Tens of thousands feared dead after quake

By DPA,

Tokyo : Tens of thousands of people were feared dead Monday after last week’s earthquake and tsunami in northeastern Japan as Prime Minister Naoto Kan said 15,000 people had been rescued so far.


Support TwoCircles

Alone in the town of Onagawa in Miyagi prefecture, one of the areas hardest-hit in Friday’s disaster, more than 1,000 bodies were found, the Jiji Press agency reported, citing local police.

Tens of thousands, however, remained unaccounted for after Friday’s disaster, media reports said, and the whereabouts of about 2,500 tourists visiting the disaster-stricken areas had not been confirmed, the Japan Tourism Agency said.
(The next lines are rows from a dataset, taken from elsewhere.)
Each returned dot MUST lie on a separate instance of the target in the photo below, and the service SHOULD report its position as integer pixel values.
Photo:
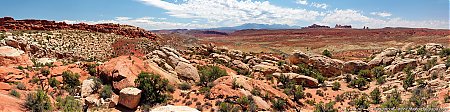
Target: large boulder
(223, 87)
(355, 65)
(299, 79)
(130, 97)
(400, 65)
(122, 71)
(384, 58)
(171, 108)
(10, 56)
(327, 66)
(87, 87)
(187, 71)
(434, 48)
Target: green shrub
(360, 82)
(421, 51)
(71, 81)
(69, 104)
(447, 98)
(38, 102)
(299, 94)
(362, 102)
(184, 86)
(393, 100)
(429, 64)
(21, 86)
(210, 73)
(227, 107)
(321, 107)
(410, 78)
(106, 92)
(14, 93)
(447, 63)
(445, 52)
(336, 86)
(53, 82)
(45, 72)
(278, 104)
(364, 73)
(326, 53)
(375, 95)
(153, 88)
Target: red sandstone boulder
(10, 56)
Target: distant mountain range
(256, 26)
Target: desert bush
(69, 104)
(106, 92)
(278, 104)
(21, 86)
(184, 86)
(364, 73)
(445, 52)
(375, 95)
(359, 83)
(298, 93)
(429, 64)
(321, 107)
(447, 98)
(362, 102)
(14, 93)
(71, 81)
(410, 78)
(392, 101)
(53, 82)
(227, 107)
(38, 102)
(153, 88)
(447, 63)
(326, 53)
(210, 73)
(336, 86)
(421, 51)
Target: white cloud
(358, 20)
(234, 12)
(382, 14)
(319, 5)
(303, 2)
(148, 23)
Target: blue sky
(172, 14)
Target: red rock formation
(8, 23)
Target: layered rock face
(130, 97)
(10, 56)
(8, 23)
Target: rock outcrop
(10, 56)
(299, 79)
(8, 23)
(130, 97)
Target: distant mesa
(338, 26)
(8, 23)
(316, 26)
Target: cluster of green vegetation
(410, 77)
(210, 73)
(69, 104)
(71, 81)
(429, 64)
(422, 51)
(322, 107)
(153, 88)
(38, 102)
(310, 71)
(327, 53)
(106, 92)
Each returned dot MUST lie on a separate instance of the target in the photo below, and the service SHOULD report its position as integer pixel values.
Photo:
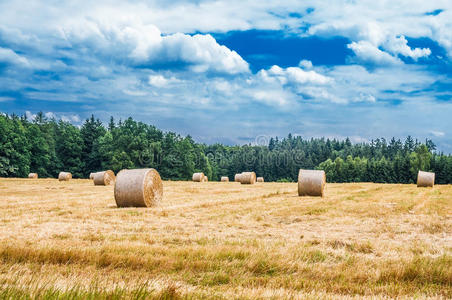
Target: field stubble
(225, 240)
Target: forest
(48, 146)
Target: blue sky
(231, 71)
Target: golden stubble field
(225, 240)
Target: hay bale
(198, 177)
(64, 176)
(237, 177)
(248, 178)
(104, 178)
(138, 188)
(311, 182)
(425, 179)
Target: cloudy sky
(228, 71)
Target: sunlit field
(225, 240)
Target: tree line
(48, 146)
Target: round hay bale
(248, 178)
(198, 177)
(64, 176)
(237, 177)
(425, 179)
(138, 188)
(104, 178)
(311, 182)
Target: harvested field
(225, 240)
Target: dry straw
(104, 178)
(425, 179)
(138, 188)
(311, 182)
(64, 176)
(237, 177)
(198, 177)
(248, 178)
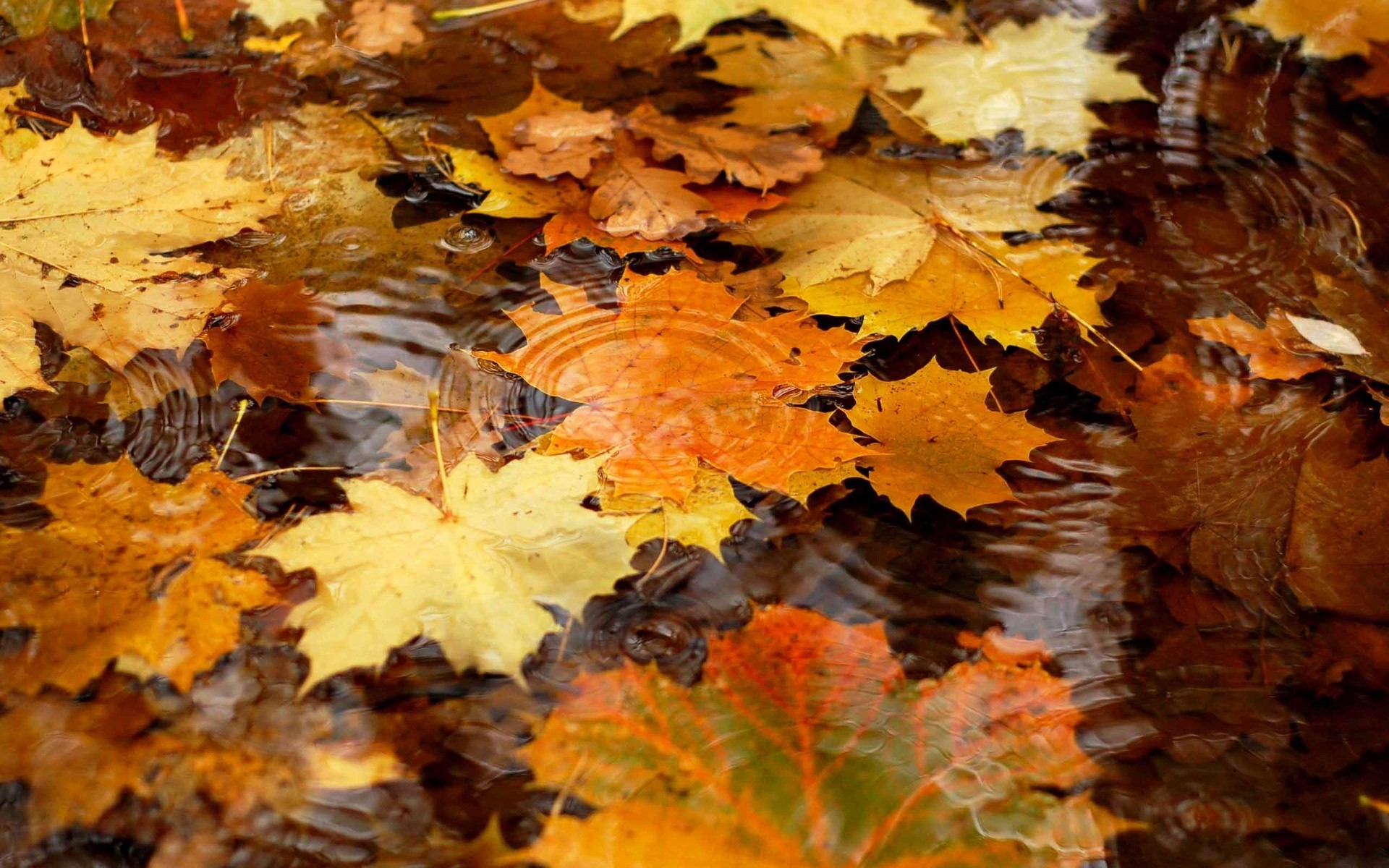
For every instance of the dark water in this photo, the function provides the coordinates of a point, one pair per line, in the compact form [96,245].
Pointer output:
[1223,629]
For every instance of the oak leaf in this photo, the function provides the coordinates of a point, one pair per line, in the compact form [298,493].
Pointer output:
[382,27]
[92,273]
[33,17]
[478,569]
[745,156]
[764,762]
[127,567]
[670,380]
[940,439]
[268,339]
[883,217]
[1330,30]
[238,742]
[797,81]
[998,291]
[705,520]
[1275,350]
[831,21]
[1037,78]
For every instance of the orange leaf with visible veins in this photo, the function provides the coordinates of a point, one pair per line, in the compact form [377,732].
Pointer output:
[267,338]
[804,745]
[671,380]
[747,156]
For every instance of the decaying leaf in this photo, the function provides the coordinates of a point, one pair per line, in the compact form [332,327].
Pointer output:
[670,380]
[93,274]
[940,439]
[797,81]
[1275,352]
[478,569]
[833,22]
[745,156]
[33,17]
[277,13]
[883,217]
[998,291]
[1334,28]
[803,745]
[1037,78]
[382,27]
[268,339]
[705,520]
[127,567]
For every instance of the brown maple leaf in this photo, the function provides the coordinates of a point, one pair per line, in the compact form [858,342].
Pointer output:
[671,380]
[745,156]
[268,339]
[127,567]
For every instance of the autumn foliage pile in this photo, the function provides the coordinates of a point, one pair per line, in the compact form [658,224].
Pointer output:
[610,305]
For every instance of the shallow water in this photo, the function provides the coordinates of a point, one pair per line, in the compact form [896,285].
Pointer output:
[1200,552]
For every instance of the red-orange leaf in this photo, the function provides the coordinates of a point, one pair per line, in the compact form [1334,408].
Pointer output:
[806,746]
[671,380]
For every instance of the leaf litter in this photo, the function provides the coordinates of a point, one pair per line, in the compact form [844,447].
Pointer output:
[631,433]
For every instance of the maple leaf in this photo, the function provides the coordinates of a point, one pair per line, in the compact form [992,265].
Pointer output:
[268,339]
[940,439]
[478,569]
[833,22]
[1330,30]
[745,156]
[883,217]
[30,17]
[1275,350]
[277,13]
[1037,78]
[238,742]
[510,195]
[381,27]
[670,380]
[92,273]
[763,763]
[127,567]
[705,520]
[998,291]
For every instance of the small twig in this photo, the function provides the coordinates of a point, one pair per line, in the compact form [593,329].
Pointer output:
[242,406]
[480,10]
[284,469]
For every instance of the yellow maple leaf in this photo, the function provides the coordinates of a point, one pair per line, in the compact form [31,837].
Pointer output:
[831,21]
[127,567]
[469,576]
[80,244]
[940,438]
[706,517]
[995,289]
[1035,78]
[883,217]
[1330,28]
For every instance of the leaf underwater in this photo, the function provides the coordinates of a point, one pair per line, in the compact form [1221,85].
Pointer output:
[517,538]
[135,205]
[804,745]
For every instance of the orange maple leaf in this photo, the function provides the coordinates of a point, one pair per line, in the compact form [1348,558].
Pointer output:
[671,380]
[804,745]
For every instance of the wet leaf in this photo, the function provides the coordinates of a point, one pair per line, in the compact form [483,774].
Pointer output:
[128,569]
[671,380]
[93,274]
[1035,78]
[939,438]
[268,339]
[767,760]
[480,567]
[833,24]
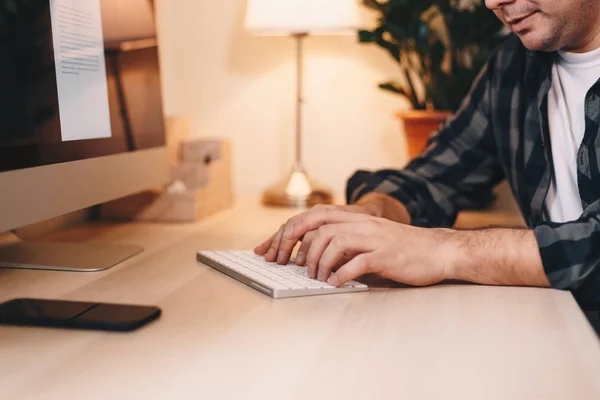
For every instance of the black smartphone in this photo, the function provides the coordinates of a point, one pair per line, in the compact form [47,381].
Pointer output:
[76,314]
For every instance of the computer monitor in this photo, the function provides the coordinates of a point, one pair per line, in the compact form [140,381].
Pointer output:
[81,118]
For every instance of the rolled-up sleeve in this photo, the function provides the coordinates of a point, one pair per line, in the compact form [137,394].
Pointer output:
[570,254]
[458,169]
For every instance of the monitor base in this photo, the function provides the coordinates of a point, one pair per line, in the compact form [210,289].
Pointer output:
[60,256]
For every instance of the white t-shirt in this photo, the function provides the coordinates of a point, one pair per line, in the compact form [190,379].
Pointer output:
[573,74]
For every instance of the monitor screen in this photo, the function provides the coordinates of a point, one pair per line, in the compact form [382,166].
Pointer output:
[76,82]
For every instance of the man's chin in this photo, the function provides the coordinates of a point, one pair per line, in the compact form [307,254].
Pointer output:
[536,42]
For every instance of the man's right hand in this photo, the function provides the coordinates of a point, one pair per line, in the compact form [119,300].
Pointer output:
[279,249]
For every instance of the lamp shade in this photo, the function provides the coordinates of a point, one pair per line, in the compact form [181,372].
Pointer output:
[277,17]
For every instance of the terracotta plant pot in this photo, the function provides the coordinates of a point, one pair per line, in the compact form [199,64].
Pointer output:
[418,127]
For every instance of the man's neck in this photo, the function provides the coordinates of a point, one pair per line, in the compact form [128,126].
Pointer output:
[589,41]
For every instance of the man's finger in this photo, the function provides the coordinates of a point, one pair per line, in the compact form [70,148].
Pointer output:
[261,249]
[343,247]
[310,221]
[301,224]
[322,239]
[355,268]
[304,247]
[271,254]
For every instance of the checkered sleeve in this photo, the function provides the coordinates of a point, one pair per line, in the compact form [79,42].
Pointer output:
[570,254]
[457,170]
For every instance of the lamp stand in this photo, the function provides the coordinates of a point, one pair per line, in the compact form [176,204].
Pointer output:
[297,189]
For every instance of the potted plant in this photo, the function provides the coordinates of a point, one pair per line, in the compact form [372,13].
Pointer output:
[440,46]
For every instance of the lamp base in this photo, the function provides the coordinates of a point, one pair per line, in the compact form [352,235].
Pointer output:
[298,191]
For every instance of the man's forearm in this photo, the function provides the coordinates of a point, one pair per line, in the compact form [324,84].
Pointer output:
[497,257]
[384,206]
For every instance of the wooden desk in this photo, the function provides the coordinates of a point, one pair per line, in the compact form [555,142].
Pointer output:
[218,339]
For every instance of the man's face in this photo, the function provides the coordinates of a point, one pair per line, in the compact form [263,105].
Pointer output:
[549,25]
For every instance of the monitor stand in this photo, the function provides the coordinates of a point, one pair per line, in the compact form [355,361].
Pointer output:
[61,256]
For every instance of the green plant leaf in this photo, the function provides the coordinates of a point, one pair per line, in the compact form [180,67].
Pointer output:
[406,32]
[393,87]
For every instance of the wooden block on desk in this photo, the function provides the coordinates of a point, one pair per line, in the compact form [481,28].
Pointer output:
[192,175]
[178,203]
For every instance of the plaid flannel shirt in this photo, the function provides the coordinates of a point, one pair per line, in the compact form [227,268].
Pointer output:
[501,132]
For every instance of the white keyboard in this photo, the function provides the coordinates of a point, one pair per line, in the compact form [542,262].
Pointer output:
[275,280]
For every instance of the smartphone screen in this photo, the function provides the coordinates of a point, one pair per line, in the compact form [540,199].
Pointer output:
[75,314]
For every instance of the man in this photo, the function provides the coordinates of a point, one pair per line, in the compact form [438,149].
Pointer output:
[532,117]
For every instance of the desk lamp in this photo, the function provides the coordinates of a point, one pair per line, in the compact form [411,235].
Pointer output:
[300,18]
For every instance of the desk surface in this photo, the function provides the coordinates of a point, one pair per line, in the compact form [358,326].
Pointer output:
[220,339]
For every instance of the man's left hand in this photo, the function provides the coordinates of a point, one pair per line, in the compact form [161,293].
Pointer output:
[355,244]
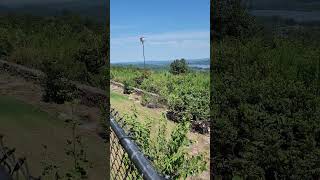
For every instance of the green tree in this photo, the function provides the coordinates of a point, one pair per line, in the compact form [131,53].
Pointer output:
[179,66]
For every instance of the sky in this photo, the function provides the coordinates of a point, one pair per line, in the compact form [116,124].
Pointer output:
[173,29]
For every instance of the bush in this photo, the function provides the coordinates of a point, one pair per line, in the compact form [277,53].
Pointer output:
[179,66]
[127,88]
[150,101]
[169,154]
[56,87]
[90,57]
[5,47]
[266,110]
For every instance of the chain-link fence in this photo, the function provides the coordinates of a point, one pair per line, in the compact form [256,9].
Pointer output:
[126,160]
[12,167]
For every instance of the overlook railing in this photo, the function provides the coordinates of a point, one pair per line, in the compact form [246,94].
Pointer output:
[12,167]
[126,160]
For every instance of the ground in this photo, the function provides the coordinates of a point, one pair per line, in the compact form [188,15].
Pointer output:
[124,104]
[27,123]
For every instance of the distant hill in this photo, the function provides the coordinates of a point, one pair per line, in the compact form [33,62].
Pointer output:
[95,9]
[193,63]
[293,5]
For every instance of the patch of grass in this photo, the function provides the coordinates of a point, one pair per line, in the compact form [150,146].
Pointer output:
[26,128]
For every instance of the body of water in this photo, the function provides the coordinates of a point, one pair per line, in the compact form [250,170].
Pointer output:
[196,64]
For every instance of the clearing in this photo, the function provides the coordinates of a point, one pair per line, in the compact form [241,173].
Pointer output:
[124,105]
[27,123]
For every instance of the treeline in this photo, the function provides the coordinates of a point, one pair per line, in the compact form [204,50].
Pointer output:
[265,99]
[185,92]
[78,47]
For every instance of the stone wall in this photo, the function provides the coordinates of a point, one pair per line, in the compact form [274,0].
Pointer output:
[88,95]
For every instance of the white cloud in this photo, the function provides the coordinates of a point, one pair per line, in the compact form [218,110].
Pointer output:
[162,46]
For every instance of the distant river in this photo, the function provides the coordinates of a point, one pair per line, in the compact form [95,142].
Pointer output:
[296,15]
[202,66]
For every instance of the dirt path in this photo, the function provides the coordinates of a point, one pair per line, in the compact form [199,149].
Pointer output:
[201,143]
[31,93]
[55,136]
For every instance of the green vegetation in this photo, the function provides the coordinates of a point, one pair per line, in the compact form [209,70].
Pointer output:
[152,129]
[186,95]
[77,45]
[22,123]
[169,154]
[265,102]
[179,66]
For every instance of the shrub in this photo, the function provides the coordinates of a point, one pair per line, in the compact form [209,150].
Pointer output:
[127,88]
[179,66]
[169,154]
[56,87]
[5,47]
[91,58]
[150,101]
[265,110]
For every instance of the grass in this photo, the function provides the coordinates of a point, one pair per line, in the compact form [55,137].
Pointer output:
[124,106]
[26,128]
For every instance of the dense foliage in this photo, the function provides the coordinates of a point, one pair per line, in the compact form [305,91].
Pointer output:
[186,95]
[266,106]
[169,150]
[179,66]
[78,45]
[57,88]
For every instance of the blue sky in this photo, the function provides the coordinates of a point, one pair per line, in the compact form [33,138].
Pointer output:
[172,29]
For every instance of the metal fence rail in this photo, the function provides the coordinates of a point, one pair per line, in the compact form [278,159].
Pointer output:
[12,167]
[127,161]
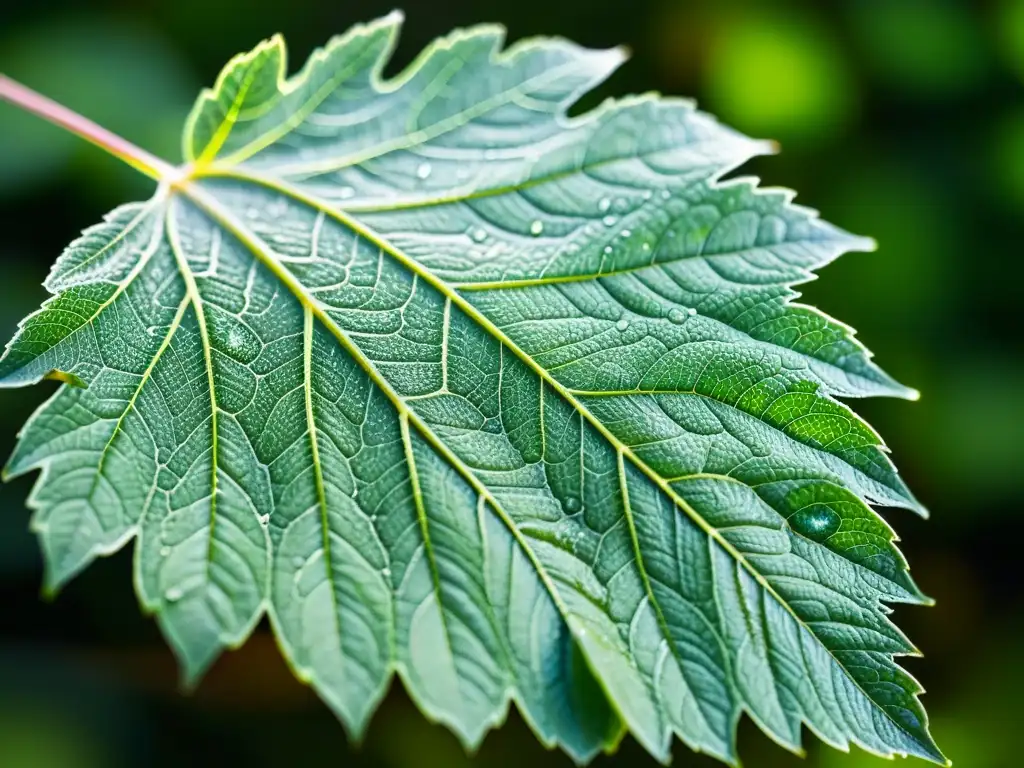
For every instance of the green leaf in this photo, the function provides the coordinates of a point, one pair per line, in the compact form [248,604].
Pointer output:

A new, powerful aftershock struck northeastern Japan and the greater Tokyo area Monday at 10.02 (0102 GMT), prompting warnings that a tsunami up to five metres high was heading toward the coast. The weather agency later dismissed the warning.

Shortly after the magnitude-6.2 tremor, an explosion occurred at a nuclear plant in Fukushima, 240 km north of Tokyo, where cooling systems at reactors have failed since Friday’s magnitude-9 quake and tsunami.

The public broadcaster NHK showed footage of a black cloud of smoke rising over reactor number 3 in Fukushima. Technicians had been working for days at a power plant there that is home to six reactors to reduce pressure and prevent a reactor meltdown.

Officials for the operator of the plant, Tokyo Electric Power CO (TEPCO), said the inner containment hull of the reactor had not been damaged after what was believed to be a hydrogen explosion, but six people were injured.

Fukushima is home to 10 reactors at two power plants, and explosions have occurred at two of the reactors since Friday’s quake. The first happened Saturday.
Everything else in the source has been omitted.